Here we conducted a phenome-wide Mendelian randomization (MR) study to explore diseases or traits that may be causally linked to increased ACE2 expression in the lung. We will employ MR for causal inference. MR makes use of genetic variants as “instruments” to represent the exposure of interest, and infers causal relationship between the exposure and the outcome19. MR is much less susceptible to confounding bias and reverse causality when compared to observational studies.

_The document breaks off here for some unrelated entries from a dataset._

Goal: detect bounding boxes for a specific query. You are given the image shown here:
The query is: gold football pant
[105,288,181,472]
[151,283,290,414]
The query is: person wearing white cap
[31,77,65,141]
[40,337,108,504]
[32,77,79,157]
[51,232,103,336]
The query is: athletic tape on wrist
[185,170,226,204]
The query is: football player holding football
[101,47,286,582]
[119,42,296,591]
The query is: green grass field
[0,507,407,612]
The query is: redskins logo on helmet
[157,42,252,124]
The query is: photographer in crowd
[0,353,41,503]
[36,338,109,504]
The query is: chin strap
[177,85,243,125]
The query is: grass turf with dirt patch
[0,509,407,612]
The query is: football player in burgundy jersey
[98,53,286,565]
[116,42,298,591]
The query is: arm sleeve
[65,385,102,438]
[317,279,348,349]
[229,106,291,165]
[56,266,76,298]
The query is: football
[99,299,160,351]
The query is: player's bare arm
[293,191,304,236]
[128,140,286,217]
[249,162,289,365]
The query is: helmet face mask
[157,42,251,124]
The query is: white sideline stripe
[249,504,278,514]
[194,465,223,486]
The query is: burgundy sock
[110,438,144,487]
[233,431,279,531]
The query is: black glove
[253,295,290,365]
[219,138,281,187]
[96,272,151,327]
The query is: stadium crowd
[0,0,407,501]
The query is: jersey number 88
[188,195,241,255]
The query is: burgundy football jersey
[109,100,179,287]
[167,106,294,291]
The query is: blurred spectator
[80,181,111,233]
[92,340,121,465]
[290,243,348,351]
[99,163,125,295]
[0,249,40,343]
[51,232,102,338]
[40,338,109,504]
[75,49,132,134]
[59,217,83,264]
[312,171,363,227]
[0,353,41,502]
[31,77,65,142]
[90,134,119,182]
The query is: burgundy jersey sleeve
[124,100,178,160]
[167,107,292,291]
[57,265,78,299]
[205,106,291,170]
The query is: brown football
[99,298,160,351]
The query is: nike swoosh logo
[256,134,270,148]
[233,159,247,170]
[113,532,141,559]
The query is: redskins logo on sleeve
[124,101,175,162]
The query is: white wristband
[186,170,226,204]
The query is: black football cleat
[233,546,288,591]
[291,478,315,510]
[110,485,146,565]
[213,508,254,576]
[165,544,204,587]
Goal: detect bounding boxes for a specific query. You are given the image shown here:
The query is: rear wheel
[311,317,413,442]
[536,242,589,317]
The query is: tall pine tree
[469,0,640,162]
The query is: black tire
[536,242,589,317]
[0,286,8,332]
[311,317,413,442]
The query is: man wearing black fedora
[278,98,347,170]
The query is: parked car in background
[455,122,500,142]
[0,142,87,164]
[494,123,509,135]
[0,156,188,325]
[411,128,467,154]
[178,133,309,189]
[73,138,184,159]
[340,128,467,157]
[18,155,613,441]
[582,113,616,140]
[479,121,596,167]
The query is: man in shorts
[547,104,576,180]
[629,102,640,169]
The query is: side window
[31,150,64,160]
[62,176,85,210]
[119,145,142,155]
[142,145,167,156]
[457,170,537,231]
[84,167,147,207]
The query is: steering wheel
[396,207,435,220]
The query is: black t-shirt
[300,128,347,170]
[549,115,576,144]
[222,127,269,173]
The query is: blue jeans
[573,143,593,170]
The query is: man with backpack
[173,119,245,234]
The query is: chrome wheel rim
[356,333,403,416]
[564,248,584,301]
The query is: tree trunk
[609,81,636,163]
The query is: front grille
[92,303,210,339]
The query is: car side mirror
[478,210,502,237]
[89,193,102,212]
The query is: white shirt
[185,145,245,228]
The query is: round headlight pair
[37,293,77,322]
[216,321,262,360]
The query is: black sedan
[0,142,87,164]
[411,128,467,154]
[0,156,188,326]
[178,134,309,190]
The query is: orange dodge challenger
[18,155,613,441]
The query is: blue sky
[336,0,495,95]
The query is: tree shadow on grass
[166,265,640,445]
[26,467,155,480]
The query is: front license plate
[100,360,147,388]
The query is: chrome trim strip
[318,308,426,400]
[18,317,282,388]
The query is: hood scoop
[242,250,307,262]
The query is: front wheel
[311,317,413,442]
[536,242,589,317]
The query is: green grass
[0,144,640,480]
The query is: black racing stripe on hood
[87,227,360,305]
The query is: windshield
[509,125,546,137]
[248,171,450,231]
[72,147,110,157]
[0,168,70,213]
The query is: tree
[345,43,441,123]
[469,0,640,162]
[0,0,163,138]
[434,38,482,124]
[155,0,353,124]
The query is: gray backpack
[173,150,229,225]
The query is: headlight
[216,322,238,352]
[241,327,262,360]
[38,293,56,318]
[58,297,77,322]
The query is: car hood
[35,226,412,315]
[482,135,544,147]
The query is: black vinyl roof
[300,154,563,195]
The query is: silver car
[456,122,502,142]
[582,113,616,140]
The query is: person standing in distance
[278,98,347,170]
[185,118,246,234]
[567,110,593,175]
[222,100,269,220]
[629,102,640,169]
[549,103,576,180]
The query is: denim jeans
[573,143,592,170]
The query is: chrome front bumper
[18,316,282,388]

The concept of MR is akin to randomized controlled trials (RCT). For example, consider a study on the causal effect of lipid on the risk of a certain disease. Subjects who have inherited lipid-lowering alleles at a locus (or a set of such alleles at multiple loci) will have lower lipid levels on average, which is analogous to receiving lipid-lowering drugs in an RCT20. The random allocation of alleles at conception is similar to random assignment of treatment in an RCT. As a result, the chance of spurious associations due to known or unknown confounders is reduced due to the ‘random assignment’ of treatment or risk factor. Another important point to note is that MR can be conducted with summary statistics from genome-wide association studies (GWAS), which are now widely available and often of very large sample sizes.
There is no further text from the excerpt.